– Да, верно, – промолвила Джудит и отвернулась. Потом, овладев собой, она добавила: – Я верю, что дочка всегда будет источником радости для тебя. А за поясом я приду через три дня, если тебе хватит этого времени. Не надо приносить его.
Женщина была уже в дверях, прежде чем Найалл собрался что-то сказать, да и говорить было нечего. Он смотрел, как она прошла по двору и свернула на дорогу, а когда Джудит скрылась из глаз, вернулся к оставленной на верстаке работе.
Примерно за час до вечерни брат Эльюрик, хранитель алтаря Пречистой Девы, почти украдкой выскользнул из-за своего рабочего стола в скриптории, перебежал большой монастырский двор и, оказавшись у дома аббата, расположенного в маленьком, обнесенном изгородью садике, испросил аудиенции у настоятеля монастыря. Эльюрик так нервничал и вел себя так странно, что брат Виталис, капеллан и секретарь аббата Радульфуса, вопросительно поднял брови и немного помедлил, прежде чем доложить о нем. Однако аббат Радульфус строго придерживался того правила, что любой из монахов, попавший в беду или испытывающий нужду в совете настоятеля, должен быть немедленно допущен к нему. Виталис пожал плечами и пошел просить у аббата позволения, которое тут же и было дано.

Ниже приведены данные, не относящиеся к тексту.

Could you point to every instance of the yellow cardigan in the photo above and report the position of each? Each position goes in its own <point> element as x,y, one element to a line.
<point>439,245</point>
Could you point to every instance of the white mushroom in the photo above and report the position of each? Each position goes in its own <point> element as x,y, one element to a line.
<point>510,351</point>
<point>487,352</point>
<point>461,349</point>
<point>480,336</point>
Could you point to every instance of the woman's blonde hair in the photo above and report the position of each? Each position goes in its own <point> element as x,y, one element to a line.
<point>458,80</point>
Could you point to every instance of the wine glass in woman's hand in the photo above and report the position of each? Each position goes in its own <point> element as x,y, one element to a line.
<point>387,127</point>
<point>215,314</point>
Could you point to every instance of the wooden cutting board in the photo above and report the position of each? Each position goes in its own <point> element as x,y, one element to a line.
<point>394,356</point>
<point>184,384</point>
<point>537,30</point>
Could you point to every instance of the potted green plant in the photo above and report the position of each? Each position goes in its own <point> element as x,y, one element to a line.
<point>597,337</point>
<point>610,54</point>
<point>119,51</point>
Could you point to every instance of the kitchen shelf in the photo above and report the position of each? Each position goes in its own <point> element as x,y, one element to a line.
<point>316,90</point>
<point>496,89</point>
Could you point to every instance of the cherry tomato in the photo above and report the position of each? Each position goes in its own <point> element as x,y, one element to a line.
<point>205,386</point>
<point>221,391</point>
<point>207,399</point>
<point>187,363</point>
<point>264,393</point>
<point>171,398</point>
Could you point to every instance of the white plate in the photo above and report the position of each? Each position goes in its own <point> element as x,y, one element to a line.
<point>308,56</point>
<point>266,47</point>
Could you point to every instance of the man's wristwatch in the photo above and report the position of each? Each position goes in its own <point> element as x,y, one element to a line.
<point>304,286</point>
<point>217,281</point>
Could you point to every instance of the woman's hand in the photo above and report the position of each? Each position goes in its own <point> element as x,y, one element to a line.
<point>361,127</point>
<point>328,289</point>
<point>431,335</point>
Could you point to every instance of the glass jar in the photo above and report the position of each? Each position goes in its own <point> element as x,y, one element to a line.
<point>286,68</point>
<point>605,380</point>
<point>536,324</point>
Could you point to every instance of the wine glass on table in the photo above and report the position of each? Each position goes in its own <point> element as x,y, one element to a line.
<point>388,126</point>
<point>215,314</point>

В большой, обшитой деревянными панелями приемной яркий свет солнца смягчался, превращаясь в легкую, приятную дымку. Переступив порог, Эльюрик остановился и услышал, как дверь тихо закрылась за ним. Аббат Радульфус сидел за столом у распахнутого окна, держа в руках перо. Какое-то время он не поднимал глаз от того, что писал. Его орлиный профиль, вырисовывающийся против света, казался темным и спокойным, высокий лоб и впалые щеки были очерчены золотистым ободком. Эльюрик испытывал благоговейный трепет перед аббатом и все же с надеждой и благодарностью потянулся к исходившим от Радульфуса спокойствию и уверенности, столь далеким от того, что чувствовал он сам.
Аббат закончил фразу и положил перо на стоящий перед ним бронзовый лоток.
– Ну, сын мой? Я слушаю. – Он поднял глаза. – Если у тебя есть необходимость во мне, говори смело.
– Отец мой, – едва смог произнести Эльюрик. Его горло сжалось и пересохло, а голос звучал так слабо, что его с трудом можно было расслышать на другом конце комнаты. – Я в большой беде. Я даже не знаю, как рассказать о ней, не знаю, насколько это мой позор, а насколько моя вина. Видит Бог, я боролся, я постоянно молился, чтобы уберечься от зла. Я и проситель, и кающийся грешник, и все же я не согрешил и еще надеюсь, что милостью своей и пониманием ты спасешь меня от преступления.
Радульфус присмотрелся к Эльюрику внимательнее и увидел, какое сильное напряжение сковывает тело юноши, как он трепещет, словно натянутая тетива. Сверхчувствительный юноша, вечно мучимый угрызениями совести из-за проступков, которые часто были либо воображаемыми, либо столь простительными, что считать их грехом само по себе являлось преступлением, поскольку это значило идти против истины.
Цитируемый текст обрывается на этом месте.